Modular Memory System for RISC-V Based MPSoCs on Xilinx FPGAs

Current application domains, like mobile robotics, or internet of things require high computational power associated with low energy consumption. Therefore, MPSoCs are widely used as an adequate platform for high performance embedded computation. Recently, the emergence of RISC-V instruction set architecture drives SoC designers to adopt it in the design of MPSoCs as a cost-free, modular processor and suitable to be implemented in different hardware platforms. Furthermore, these characteristics make the RISC-V an interesting candidate for an FPGA soft-core processor. In this paper, we present a modular hybrid memory system for a lightweight RISC-V based MPSoC architecture.
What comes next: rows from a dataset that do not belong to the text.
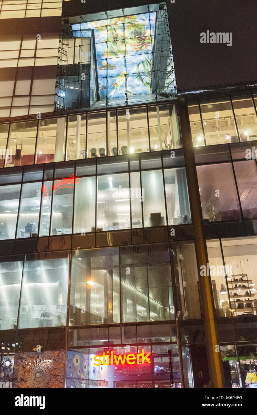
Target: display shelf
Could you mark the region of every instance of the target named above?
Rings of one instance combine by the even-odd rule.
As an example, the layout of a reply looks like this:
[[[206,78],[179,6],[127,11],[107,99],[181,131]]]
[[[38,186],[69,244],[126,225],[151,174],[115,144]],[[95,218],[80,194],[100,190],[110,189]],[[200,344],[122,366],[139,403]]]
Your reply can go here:
[[[240,277],[239,281],[235,281],[236,279],[236,277]],[[236,315],[241,315],[244,312],[251,312],[254,314],[255,312],[256,312],[256,310],[257,307],[254,305],[254,298],[255,296],[254,293],[251,293],[250,290],[252,286],[250,286],[250,284],[252,283],[252,280],[249,280],[248,278],[247,274],[238,274],[237,275],[233,274],[233,279],[228,280],[228,294],[229,297],[229,300],[231,305],[231,307],[235,308],[235,312]],[[241,279],[241,278],[242,278]],[[235,286],[237,286],[235,287]],[[241,286],[238,287],[238,286]],[[235,293],[235,292],[238,292],[240,290],[241,293]],[[247,291],[248,294],[245,294],[245,292]],[[243,298],[243,300],[240,300],[239,301],[236,301],[237,298]],[[251,299],[252,298],[252,299]],[[251,305],[252,307],[245,308],[243,307],[238,308],[237,304],[247,304],[247,305]]]

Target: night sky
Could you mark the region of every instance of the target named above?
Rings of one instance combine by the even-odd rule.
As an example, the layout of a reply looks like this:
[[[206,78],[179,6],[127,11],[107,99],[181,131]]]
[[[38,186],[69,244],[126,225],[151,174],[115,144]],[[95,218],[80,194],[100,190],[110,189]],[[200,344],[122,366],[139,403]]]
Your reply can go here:
[[[168,10],[179,90],[257,78],[257,0],[175,0]],[[232,46],[201,43],[207,30],[232,32]]]

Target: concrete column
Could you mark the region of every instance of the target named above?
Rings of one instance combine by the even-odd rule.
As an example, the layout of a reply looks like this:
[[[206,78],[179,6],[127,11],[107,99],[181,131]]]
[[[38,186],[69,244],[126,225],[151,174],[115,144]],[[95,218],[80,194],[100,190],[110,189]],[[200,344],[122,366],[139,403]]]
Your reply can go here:
[[[57,119],[56,139],[55,149],[55,161],[63,161],[65,121],[66,118],[65,117]]]
[[[80,158],[80,122],[81,115],[77,115],[77,129],[76,132],[76,160]]]
[[[198,266],[199,267],[201,265],[204,265],[207,267],[207,258],[202,227],[201,204],[197,184],[195,154],[191,134],[188,112],[185,99],[180,99],[179,108],[183,145],[185,150],[188,193],[192,208],[196,236]],[[198,271],[207,339],[211,387],[222,388],[223,387],[220,354],[215,351],[217,341],[210,281],[208,276],[200,276],[200,270],[199,269]]]

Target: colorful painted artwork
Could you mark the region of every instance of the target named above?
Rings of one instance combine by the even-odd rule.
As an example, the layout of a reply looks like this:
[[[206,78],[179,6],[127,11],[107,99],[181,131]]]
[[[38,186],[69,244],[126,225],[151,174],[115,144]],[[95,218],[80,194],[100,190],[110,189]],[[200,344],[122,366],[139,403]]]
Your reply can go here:
[[[12,381],[14,356],[2,356],[0,359],[0,382]]]
[[[95,356],[67,351],[66,388],[82,389],[108,387],[108,366],[104,365],[95,366]]]
[[[94,358],[96,354],[89,355],[89,379],[96,381],[108,380],[108,367],[107,365],[101,364],[95,366]],[[103,358],[102,358],[102,360]],[[106,361],[107,362],[107,358]]]
[[[89,355],[68,350],[67,352],[66,378],[88,379]]]
[[[65,362],[65,352],[17,353],[12,387],[64,388]]]
[[[151,92],[156,20],[152,12],[72,25],[74,36],[94,37],[100,100]]]

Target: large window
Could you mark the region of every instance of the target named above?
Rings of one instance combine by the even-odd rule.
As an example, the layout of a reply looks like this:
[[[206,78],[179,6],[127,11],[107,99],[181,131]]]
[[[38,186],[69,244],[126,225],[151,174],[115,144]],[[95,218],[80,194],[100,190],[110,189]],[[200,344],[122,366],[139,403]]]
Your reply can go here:
[[[120,322],[118,248],[75,251],[71,280],[70,325]]]
[[[127,173],[97,178],[98,230],[130,227],[130,191]]]
[[[191,218],[185,168],[164,170],[168,224],[191,223]]]
[[[174,319],[168,247],[121,248],[122,321]]]
[[[37,121],[11,124],[7,151],[12,158],[6,166],[34,164],[37,127]]]
[[[255,97],[249,93],[189,103],[194,146],[257,139]]]
[[[51,235],[72,233],[74,186],[79,178],[64,178],[55,180],[53,187]]]
[[[17,326],[23,265],[20,258],[15,257],[0,263],[0,330]]]
[[[197,171],[204,222],[240,219],[231,165],[199,166]]]
[[[19,318],[19,329],[66,325],[67,253],[27,255]]]
[[[218,316],[256,315],[257,247],[255,236],[207,242]]]
[[[15,237],[20,184],[0,187],[0,239]]]
[[[169,151],[168,155],[163,164],[168,165]],[[46,164],[43,175],[39,166],[31,167],[29,171],[26,167],[16,167],[8,171],[10,174],[0,175],[0,183],[7,183],[0,186],[0,239],[72,233],[84,235],[191,223],[185,168],[163,169],[161,154],[157,156],[154,159],[142,156],[140,164],[135,154],[130,156],[129,164],[127,157],[118,158],[120,162],[115,163],[106,158],[98,159],[96,165],[94,159],[78,161],[75,168],[70,161],[65,166],[55,164],[55,167]],[[181,158],[178,159],[181,164]],[[236,162],[238,166],[241,162]],[[140,171],[139,164],[141,168],[151,168],[153,164],[156,168]],[[236,174],[238,181],[241,176],[241,198],[246,201],[244,212],[245,217],[251,212],[253,217],[254,194],[247,200],[247,177],[244,180],[241,171],[237,170]],[[112,234],[107,234],[111,244]]]
[[[75,187],[73,233],[91,232],[95,227],[96,178],[82,177]]]
[[[161,170],[142,171],[141,175],[142,190],[144,191],[144,200],[143,202],[144,226],[166,225],[162,172]]]
[[[44,97],[41,91],[43,81],[36,71],[34,76],[36,79],[33,82],[32,93],[37,95],[34,98],[42,98],[46,110],[50,111],[49,106],[46,108],[48,98]],[[21,73],[20,84],[19,76],[16,83],[17,94],[29,94],[30,80],[26,80],[28,71]],[[51,87],[47,81],[47,79],[44,81],[43,92],[48,94]],[[0,94],[1,91],[4,93],[2,88],[0,89]],[[5,98],[2,100],[3,103],[5,102]],[[22,100],[24,103],[25,100]],[[10,104],[11,101],[10,98]],[[0,99],[0,107],[1,102]],[[41,105],[37,103],[32,97],[30,113],[36,110],[43,112]],[[0,115],[4,116],[3,113],[1,114],[2,110],[0,110]],[[41,164],[158,151],[181,146],[175,104],[140,105],[117,112],[88,112],[87,114],[71,115],[68,120],[66,122],[66,118],[63,117],[0,124],[0,168],[4,165],[10,167],[34,163]]]
[[[59,109],[103,108],[176,97],[166,3],[96,13],[90,20],[87,15],[78,16],[71,27],[68,44],[64,39],[65,47],[59,53]],[[139,149],[148,146],[144,126],[140,131],[137,115],[133,117],[132,111],[131,115],[134,137],[140,136]],[[128,115],[125,116],[127,120]]]
[[[195,244],[171,244],[170,252],[175,275],[178,318],[199,318],[201,316],[199,276]]]
[[[22,185],[17,238],[37,236],[41,186],[39,182]]]
[[[63,161],[65,132],[65,118],[40,121],[36,154],[37,164]]]

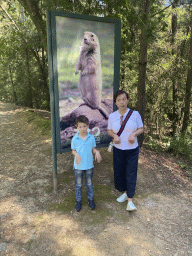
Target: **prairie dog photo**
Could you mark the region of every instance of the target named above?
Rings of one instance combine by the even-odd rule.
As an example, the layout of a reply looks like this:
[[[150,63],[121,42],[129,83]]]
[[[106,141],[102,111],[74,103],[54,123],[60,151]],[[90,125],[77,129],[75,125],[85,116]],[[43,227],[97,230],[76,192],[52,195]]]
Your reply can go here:
[[[79,76],[78,87],[83,101],[93,109],[100,109],[102,93],[101,57],[98,37],[84,32],[75,74]]]

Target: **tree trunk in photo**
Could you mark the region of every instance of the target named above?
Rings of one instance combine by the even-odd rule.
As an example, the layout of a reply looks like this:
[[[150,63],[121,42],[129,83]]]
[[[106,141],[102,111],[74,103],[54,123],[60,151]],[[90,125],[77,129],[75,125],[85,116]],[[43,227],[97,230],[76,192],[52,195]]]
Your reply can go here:
[[[143,0],[143,11],[146,14],[145,19],[143,20],[144,26],[141,29],[140,34],[140,55],[139,55],[139,77],[138,77],[138,102],[137,102],[137,110],[139,111],[141,118],[144,123],[144,115],[145,115],[145,81],[146,81],[146,68],[147,68],[147,14],[149,13],[149,0]],[[143,142],[143,134],[139,136],[139,145],[142,145]]]
[[[9,65],[9,74],[10,74],[11,85],[12,85],[12,89],[13,89],[13,102],[17,103],[17,94],[16,94],[16,91],[15,91],[14,83],[13,83],[12,70],[11,70],[10,65]]]
[[[177,35],[177,13],[174,12],[174,9],[178,5],[178,0],[174,1],[172,5],[173,9],[173,14],[172,14],[172,21],[171,21],[171,29],[172,29],[172,34],[171,34],[171,46],[172,46],[172,56],[176,54],[175,50],[175,40],[176,40],[176,35]],[[176,69],[175,69],[176,63],[173,68],[173,73],[172,73],[172,97],[173,97],[173,111],[172,111],[172,130],[173,130],[173,136],[176,133],[177,129],[177,122],[178,122],[178,114],[177,114],[177,85],[176,85]]]
[[[187,82],[185,89],[185,109],[184,118],[181,133],[184,135],[187,131],[189,123],[190,103],[191,103],[191,89],[192,89],[192,12],[191,12],[191,37],[190,37],[190,49],[189,49],[189,68],[187,72]]]

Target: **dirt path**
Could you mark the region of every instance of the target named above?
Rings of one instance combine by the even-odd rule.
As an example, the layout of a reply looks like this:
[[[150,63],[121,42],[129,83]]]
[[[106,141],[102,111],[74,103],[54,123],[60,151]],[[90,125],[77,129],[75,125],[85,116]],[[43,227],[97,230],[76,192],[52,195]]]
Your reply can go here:
[[[192,179],[175,157],[142,149],[137,212],[118,204],[112,155],[95,164],[96,209],[74,210],[71,153],[58,155],[52,192],[51,140],[37,135],[20,108],[0,102],[0,255],[192,255]]]

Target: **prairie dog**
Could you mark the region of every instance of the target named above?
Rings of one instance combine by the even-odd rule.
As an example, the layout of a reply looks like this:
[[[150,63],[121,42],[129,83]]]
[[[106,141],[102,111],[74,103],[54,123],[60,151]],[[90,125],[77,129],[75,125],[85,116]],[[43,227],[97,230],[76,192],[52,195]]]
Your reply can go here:
[[[98,37],[92,32],[84,32],[75,74],[79,76],[78,87],[85,104],[93,109],[101,109],[102,72]]]

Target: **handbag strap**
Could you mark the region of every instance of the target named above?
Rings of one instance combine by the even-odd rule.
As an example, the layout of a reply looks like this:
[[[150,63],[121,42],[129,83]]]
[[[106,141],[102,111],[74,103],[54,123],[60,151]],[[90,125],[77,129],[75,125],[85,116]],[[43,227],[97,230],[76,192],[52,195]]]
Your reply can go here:
[[[123,132],[123,130],[124,130],[124,128],[125,128],[125,125],[126,125],[127,121],[129,120],[129,117],[131,116],[132,113],[133,113],[133,110],[130,109],[129,112],[128,112],[128,114],[127,114],[127,116],[126,116],[126,118],[125,118],[125,120],[123,121],[123,123],[122,123],[122,125],[121,125],[120,130],[119,130],[118,133],[117,133],[118,136],[120,136],[121,133]]]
The implementation of the hybrid memory consists of a global scratchpad on-chip shared memory for both instruction and data for the purpose of communication and synchronization between the processing elements. In addition to a tightly coupled memory associated with each processing element for low latency memory access for private computation. Moreover, the complete MPSoC architecture is scalable and configurable, in terms of the number of PEs, shared/private memory sizes and the number of memory mapped peripherals. A benchmarking environment is developed to evaluate the performance of the proposed hybrid memory system in terms of memory access latency and memory bandwidth and their impact on the computation time. The complete MPSoC architecture is implemented and tested on a Xilinx Zynq 7000 FPGA device.